Mean leukocyte telomere length is significantly longer in those who report the most exercise

TUESDAY, Jan. 29 (HealthDay News) -- Regular exercise may independently retard aging and reduce the risk of age-related diseases, according to research published in the Jan. 28 issue of the Archives of Internal Medicine.

Lynn F. Cherkas, Ph.D., of King's College London in the U.K., and colleagues studied 2,401 white twin volunteers including 2,152 women and 249 men.

Compared to subjects who reported the least physical activity during their leisure time, the researchers found that the most active subjects had a mean leukocyte telomere length that was 200 nucleotides longer, the same length observed in sedentary subjects who were 10 years younger. In a small group of twin pairs who reported discordant levels of physical activity, the most active twins had a mean leukocyte telomere length that was 88 nucleotides longer than the least active twins. The association between regular exercise and leukocyte telomere length continued to be significant regardless of age, sex, body mass index, smoking, socioeconomic status and physical activity at work, the investigators found.
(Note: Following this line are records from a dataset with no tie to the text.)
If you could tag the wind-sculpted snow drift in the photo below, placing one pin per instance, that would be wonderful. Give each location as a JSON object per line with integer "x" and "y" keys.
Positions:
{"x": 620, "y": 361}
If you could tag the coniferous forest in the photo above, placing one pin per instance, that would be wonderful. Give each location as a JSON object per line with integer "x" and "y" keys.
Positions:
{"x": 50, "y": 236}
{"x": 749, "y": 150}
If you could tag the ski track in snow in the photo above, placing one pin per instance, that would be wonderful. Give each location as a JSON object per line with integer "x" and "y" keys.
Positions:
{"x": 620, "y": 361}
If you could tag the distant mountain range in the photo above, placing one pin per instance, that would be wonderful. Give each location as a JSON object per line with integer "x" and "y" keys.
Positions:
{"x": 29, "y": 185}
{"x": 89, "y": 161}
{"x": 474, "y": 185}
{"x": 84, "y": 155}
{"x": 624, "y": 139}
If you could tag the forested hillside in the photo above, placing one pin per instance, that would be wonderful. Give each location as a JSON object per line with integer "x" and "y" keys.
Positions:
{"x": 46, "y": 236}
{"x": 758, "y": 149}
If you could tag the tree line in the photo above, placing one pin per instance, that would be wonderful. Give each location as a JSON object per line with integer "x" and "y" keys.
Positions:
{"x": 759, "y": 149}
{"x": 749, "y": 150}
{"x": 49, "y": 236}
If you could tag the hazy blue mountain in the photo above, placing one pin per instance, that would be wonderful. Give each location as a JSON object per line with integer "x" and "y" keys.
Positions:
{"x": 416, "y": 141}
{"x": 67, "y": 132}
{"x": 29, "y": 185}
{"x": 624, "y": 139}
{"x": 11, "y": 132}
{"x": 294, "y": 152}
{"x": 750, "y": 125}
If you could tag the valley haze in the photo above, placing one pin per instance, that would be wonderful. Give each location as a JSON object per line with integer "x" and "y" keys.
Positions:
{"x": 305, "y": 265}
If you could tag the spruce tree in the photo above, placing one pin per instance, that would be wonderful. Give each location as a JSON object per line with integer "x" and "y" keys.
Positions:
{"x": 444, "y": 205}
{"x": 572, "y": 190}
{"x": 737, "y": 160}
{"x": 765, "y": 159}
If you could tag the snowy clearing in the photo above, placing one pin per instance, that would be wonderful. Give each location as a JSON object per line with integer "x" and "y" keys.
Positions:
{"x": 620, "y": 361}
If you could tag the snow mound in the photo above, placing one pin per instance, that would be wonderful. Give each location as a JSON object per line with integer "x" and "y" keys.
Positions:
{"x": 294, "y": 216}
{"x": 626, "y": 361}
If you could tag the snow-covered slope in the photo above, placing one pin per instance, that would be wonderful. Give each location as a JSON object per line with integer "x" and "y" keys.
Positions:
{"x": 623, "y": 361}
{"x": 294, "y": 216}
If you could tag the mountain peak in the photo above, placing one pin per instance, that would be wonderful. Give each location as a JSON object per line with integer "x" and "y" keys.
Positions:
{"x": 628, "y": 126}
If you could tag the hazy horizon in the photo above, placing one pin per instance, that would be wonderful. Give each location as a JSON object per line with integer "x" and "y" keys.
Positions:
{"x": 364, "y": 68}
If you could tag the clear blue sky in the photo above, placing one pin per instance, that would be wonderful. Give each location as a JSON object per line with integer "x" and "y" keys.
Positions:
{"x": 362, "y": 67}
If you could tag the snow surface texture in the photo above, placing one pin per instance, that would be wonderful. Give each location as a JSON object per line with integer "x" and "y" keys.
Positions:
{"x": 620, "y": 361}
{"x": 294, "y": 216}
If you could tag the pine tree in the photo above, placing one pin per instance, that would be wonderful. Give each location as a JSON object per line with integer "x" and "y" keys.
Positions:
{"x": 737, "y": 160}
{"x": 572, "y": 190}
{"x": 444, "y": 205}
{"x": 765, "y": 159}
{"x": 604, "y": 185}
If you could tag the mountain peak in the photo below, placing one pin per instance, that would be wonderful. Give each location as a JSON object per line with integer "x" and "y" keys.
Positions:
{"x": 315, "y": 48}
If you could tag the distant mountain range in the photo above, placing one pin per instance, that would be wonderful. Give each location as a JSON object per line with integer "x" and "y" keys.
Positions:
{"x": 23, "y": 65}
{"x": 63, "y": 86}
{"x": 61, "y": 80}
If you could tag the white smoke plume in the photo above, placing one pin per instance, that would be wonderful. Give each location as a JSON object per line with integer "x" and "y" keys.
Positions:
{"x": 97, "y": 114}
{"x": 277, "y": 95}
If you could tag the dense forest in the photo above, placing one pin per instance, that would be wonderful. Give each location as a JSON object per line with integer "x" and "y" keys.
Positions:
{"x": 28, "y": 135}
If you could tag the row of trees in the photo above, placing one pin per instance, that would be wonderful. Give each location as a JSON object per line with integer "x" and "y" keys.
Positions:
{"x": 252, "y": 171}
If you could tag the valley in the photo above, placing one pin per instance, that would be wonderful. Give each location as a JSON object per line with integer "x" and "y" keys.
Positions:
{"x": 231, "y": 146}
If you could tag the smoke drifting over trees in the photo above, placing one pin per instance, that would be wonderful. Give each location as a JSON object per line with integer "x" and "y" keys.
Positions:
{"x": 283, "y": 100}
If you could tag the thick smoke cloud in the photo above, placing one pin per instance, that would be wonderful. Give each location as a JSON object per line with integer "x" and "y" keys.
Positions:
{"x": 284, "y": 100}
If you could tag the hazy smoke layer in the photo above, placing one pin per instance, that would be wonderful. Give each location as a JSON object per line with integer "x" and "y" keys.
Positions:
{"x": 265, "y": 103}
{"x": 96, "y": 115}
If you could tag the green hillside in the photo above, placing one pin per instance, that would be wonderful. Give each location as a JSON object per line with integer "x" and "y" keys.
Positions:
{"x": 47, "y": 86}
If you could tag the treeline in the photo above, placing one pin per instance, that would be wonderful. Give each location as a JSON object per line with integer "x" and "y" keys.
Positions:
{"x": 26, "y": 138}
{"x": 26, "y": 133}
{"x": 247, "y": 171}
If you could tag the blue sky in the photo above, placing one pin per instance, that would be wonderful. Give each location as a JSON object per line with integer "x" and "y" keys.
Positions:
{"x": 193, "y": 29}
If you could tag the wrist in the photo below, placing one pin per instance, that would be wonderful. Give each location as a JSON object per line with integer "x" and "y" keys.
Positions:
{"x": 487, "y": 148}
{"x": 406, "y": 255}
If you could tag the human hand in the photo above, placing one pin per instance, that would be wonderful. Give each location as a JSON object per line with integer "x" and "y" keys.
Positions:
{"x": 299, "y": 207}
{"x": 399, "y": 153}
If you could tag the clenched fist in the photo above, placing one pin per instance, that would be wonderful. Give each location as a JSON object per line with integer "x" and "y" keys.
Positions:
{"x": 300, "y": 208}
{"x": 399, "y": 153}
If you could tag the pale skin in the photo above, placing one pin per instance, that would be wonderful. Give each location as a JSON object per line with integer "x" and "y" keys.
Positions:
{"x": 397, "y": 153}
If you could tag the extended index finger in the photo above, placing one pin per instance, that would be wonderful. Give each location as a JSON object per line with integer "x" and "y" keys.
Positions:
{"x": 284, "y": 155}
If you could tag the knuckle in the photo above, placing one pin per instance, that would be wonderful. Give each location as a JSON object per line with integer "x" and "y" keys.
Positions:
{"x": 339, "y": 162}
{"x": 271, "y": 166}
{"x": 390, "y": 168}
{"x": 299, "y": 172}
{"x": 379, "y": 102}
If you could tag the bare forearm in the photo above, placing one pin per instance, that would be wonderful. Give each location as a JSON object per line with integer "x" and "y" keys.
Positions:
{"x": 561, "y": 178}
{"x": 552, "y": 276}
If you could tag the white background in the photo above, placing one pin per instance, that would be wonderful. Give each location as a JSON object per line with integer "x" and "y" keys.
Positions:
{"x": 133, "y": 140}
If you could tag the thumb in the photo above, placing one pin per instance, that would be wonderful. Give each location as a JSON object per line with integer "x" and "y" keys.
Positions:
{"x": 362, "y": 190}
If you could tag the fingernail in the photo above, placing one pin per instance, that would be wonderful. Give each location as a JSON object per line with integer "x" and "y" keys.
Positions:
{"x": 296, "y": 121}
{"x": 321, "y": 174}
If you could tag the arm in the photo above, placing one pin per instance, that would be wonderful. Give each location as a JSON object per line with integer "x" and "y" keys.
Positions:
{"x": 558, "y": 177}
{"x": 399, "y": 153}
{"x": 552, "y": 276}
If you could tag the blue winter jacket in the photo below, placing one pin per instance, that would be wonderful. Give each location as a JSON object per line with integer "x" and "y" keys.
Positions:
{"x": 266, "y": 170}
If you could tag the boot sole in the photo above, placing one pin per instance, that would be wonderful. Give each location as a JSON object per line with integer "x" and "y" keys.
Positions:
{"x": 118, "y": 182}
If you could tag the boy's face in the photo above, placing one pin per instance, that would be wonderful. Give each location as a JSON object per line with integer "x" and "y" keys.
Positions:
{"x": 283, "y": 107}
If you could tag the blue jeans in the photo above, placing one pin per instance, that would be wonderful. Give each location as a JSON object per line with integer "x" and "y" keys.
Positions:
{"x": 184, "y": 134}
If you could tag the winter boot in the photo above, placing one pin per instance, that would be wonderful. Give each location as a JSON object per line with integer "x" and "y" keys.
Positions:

"The U.S. guidelines recommend that 30 minutes of moderate-intensity physical activity at least five days a week can have significant health benefits," the authors write. "Our results underscore the vital importance of these guidelines. They show that adults who partake in regular physical activity are biologically younger than sedentary individuals. This conclusion provides a powerful message that could be used by clinicians to promote the potential anti-aging effect of regular exercise."